Este fragmento igualmente evidencia a concepção do youtuber acerca do gênero: se por um lado a metalinguagem empregada (“construção de gênero”) pode ser associada a uma visão performativa de gênero (BUTLER, 1990/2007), por outro, mobiliza sentidos essencializantes. Gabriel, projetando tais sentidos em uma escala hipotética (“imagine que...”) e atrelando-os às circunstâncias da narrativa fílmica (“situação forçada”), faz menção a “[nascer] homem e hetero”, como se ecoasse uma sentença, similar à proferida pelo enunciado “é menina”/“é menino” (BUTLER, 1990/2007). Tais escolhas lexicais apontam para discursos que associam o gênero a uma escala biologicamente determinística (BUTLER, 1990/2007). Logo, mesmo reconhecendo enfaticamente (vide o alongamento de vogais) redesignações de gênero como possíveis não só na ficção (“hoje em dia i::sso é possível, parceiro. Não é:: ficção”), o youtuber parece vincular tais possibilidades apenas ao avanços da ciência/medicina, desconsiderando que a ‘adaptação corpórea’ por meio de cirurgia é apenas uma das dimensões que o processo de redesignação de gênero abarcaria. Tendo tal processo em tela, podemos identificar como certos discursos orientadores de alta escalabilidade (determinismo biológico, matriz cis-heteronormativa, autoridade médico-científica), que se propagam de forma ampla e precisa (TSING, 2015TSING, A. The Mushroom at the End of the World: On the Possibility of Life in the Capitalist Ruins. Princeton/Oxford: Princeton University Press, 2015.), naturalizando escalas, referendando uma perspectiva essencializante, comparecem na fala de Gabriel.

O youtuber, ato seguido, sugere, dessa vez de forma literal, que há uma essência e que esta não poderia ser modificada: “acontece que:: apesar de você:: agora possuir um corpo de mulher, ser até batizado com um nome de uma mulher, ser obrigado a usar roupa de mulher e todo mundo te enxergar apenas como uma mulher.. você continua sendo homem↑ porque essa é a sua:: essência. Entende?”. O filme, entretanto, parece expor o contrário: Vicente aprende a performar o gênero que lhe foi cirurgicamente imposto.
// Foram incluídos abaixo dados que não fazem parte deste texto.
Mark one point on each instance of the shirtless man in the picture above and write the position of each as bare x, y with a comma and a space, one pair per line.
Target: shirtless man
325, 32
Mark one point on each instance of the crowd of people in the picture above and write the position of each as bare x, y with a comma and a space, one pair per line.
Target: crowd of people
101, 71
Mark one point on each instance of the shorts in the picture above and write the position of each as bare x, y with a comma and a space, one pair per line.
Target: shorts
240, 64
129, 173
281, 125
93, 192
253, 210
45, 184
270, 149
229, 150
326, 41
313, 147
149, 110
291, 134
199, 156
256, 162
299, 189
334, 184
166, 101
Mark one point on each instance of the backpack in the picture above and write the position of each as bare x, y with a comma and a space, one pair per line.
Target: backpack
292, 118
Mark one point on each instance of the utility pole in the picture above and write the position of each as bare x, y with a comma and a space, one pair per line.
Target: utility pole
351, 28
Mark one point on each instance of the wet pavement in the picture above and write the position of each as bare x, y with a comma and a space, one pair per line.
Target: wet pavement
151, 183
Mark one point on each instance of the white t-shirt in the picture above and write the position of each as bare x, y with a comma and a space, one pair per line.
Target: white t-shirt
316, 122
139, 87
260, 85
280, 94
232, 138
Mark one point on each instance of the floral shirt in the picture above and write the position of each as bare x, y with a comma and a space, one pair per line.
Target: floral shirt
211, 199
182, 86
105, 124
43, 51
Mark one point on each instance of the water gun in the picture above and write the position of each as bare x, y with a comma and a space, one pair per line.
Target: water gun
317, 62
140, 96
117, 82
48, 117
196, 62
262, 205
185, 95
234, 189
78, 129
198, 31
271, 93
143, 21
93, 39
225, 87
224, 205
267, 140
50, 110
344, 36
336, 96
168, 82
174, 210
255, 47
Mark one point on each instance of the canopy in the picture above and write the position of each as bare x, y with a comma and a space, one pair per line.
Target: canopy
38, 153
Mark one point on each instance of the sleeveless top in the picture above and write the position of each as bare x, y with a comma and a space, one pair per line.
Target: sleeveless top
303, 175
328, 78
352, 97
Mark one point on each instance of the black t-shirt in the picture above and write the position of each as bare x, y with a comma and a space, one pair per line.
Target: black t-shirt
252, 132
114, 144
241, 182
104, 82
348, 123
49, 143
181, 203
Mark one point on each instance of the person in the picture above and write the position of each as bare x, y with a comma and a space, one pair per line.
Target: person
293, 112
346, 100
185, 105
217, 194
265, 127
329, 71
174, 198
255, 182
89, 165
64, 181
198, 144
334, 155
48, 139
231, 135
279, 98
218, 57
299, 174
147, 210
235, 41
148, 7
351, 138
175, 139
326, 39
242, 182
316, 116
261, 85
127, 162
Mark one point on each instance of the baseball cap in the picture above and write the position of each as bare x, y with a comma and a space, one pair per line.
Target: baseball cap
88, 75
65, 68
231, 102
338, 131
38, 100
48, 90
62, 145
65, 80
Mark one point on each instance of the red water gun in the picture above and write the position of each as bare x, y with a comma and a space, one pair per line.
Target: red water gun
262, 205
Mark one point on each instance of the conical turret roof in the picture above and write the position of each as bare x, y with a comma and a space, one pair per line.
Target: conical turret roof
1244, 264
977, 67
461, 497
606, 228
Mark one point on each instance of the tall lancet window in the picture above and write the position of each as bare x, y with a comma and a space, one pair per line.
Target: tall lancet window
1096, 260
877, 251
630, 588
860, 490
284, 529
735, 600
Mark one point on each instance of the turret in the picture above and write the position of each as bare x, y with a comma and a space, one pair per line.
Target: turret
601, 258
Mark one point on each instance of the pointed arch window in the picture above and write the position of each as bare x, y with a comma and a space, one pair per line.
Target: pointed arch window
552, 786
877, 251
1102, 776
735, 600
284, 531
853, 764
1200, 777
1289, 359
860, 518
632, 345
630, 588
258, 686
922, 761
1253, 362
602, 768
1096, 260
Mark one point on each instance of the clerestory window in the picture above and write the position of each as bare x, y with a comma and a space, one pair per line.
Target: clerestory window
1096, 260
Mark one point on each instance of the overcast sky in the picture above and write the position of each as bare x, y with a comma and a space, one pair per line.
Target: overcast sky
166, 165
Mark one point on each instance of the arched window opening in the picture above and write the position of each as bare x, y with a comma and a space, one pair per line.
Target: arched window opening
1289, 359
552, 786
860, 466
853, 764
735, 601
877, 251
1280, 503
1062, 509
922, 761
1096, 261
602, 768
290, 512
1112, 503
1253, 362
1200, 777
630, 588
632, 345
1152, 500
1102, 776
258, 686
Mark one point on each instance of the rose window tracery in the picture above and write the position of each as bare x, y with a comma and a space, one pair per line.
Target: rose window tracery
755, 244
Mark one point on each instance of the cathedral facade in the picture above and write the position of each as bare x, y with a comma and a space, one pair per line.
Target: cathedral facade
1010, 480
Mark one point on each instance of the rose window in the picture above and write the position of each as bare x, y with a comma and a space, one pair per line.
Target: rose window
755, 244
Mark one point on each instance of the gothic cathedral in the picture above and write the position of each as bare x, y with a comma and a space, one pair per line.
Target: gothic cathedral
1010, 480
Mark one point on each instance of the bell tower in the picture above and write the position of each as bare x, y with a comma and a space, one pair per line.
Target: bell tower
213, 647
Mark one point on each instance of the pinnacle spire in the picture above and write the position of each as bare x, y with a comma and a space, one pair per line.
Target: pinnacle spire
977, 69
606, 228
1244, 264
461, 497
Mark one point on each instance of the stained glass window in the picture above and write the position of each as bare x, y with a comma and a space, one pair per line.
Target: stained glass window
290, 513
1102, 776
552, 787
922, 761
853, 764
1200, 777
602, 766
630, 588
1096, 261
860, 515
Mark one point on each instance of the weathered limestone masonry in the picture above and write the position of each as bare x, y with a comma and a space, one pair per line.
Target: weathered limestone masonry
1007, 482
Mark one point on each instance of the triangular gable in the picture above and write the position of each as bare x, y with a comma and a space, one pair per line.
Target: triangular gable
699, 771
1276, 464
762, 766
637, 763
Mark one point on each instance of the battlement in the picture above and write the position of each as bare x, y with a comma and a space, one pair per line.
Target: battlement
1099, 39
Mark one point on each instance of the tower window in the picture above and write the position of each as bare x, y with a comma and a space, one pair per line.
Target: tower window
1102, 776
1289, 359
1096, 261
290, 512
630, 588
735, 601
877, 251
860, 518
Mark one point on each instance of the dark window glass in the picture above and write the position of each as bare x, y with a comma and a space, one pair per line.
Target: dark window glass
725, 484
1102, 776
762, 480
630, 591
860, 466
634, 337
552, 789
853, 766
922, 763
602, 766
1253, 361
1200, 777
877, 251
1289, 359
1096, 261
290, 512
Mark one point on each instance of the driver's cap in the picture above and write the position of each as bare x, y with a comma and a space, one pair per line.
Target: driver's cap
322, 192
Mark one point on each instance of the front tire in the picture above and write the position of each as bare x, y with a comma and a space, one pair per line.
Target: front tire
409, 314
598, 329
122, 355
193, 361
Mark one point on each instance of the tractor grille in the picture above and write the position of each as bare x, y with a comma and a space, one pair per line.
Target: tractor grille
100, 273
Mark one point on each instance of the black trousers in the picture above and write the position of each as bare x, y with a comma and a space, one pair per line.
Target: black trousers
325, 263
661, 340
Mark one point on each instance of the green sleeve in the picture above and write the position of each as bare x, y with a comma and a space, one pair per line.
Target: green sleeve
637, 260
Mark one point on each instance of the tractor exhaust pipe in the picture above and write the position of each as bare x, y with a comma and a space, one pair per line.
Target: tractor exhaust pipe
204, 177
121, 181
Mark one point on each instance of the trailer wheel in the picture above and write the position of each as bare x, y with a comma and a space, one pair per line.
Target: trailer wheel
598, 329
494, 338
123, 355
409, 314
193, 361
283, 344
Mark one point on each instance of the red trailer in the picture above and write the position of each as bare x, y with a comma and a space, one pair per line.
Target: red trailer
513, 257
Gabriel, porém, novamente ecoa discursos essencializantes e projeta oposições naturalizadas (feminino x masculino), destacando e ratificando, por meio de entonação ascendente e alongamentos vocálicos, que o destino prescrito pela biologia é inalterável. O youtuber chega a se exaltar ligeiramente nesse trecho, passando a gesticular de forma mais aberta (o braço esquerdo quase sai de quadro). Gabriel, ademais, usa o processo de transgenitalização forçado ao qual Vicente é submetido para insinuar que a cirurgia produziria efeitos apenas em escala superficial, no nível da aparência (“possuir um corpo de mulher”). Haveria uma dimensão mais profunda imune a mudanças (“você continua sendo homem↑ porque essa é a sua:: essência. Entende?”). Fazem-se notar aí dinâmicas de recursividade fractal: a oposição aparência x essência inspira outras oposições binárias (sexo x gênero, mutabilidade x imutabilidade). Butler (1990/2007) as desconstrói ao afirmar que o sexo sempre foi o gênero, como já foi mencionado anteriormente.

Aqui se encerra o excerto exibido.